In forex, the term ‘currency crosses’ simply refers to currency pairs that do not include the US dollar. However, since the US dollar is considered one of the strongest and most popular currencies, it is highly traded across the world. Thus, currency crosses have a higher potential of making profits than popular currency pairs involving the US dollar, such as EUR/USD, GBP/USD, USD/JPY, and AUD/USD.
Major Currency Crosses in Forex
The forex market is driven by the economic stability of nations, which translates into the value of their respective currencies. Since the US is considered to be the economic king of the world, it enjoys the highest value. However, the euro and the yen are also regarded as strong, and many nations hold these currencies for foreign exchange reserves. Taking this fact into account, some of the major currency crosses are:
Some of the minor crosses are:
Trading in currency crosses is often riskier and more complicated than trading in major currency pairs. Being traded by a lower number of traders, you can face liquidity problems. In addition, as these currency crosses belong to relatively weaker economies, trading also becomes more volatile.

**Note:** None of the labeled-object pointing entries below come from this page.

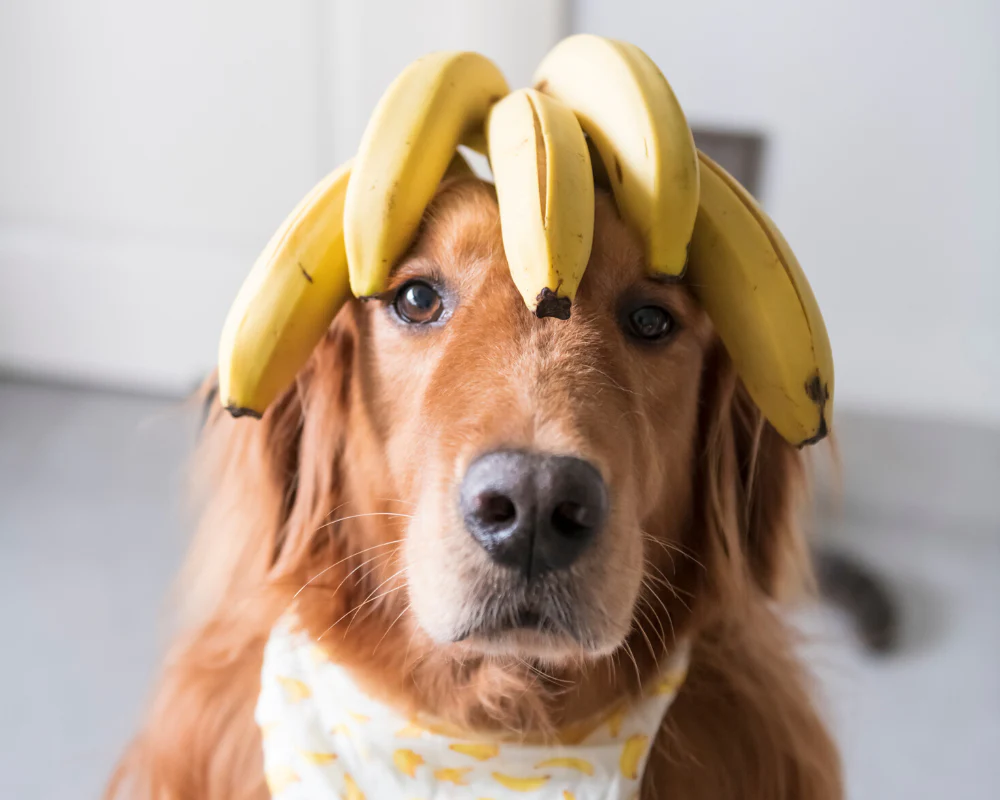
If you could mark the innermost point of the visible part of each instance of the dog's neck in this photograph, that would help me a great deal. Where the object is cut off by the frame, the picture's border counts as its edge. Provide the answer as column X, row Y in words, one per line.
column 325, row 735
column 397, row 663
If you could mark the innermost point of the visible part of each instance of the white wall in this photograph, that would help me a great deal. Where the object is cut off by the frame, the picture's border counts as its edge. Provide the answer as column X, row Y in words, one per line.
column 883, row 170
column 149, row 150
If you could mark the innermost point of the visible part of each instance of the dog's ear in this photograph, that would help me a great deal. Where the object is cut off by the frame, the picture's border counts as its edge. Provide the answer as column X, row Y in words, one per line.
column 753, row 486
column 264, row 486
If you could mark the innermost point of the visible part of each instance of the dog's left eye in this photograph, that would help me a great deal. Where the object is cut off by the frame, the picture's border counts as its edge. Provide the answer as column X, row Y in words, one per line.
column 418, row 303
column 650, row 323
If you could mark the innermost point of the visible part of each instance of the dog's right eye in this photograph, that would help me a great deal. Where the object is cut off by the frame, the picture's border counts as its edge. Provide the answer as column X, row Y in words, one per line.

Relative Advantage with Currency Crosses
One of the advantages of analyzing currency crosses is making an informed decision when exposed to a weak US dollar. For example, suppose you predict a weak dollar and want to buy either EUR/USD or JPY/USD. How would you make a choice? In such a situation, analyzing the trends in EUR/JPY will help you make the right choice. If the cross currency is surging up, it means that the EUR is stronger. Thus, buying EUR/USD will be a better option.
Since the finish of the highest quality level and the increment of exchanging at a wholesale level, cross currency exchanges are essential for consistently trading life. Not exclusively cross currency exchanges make it simpler for global payment, however they have additionally made them extraordinarily less expensive.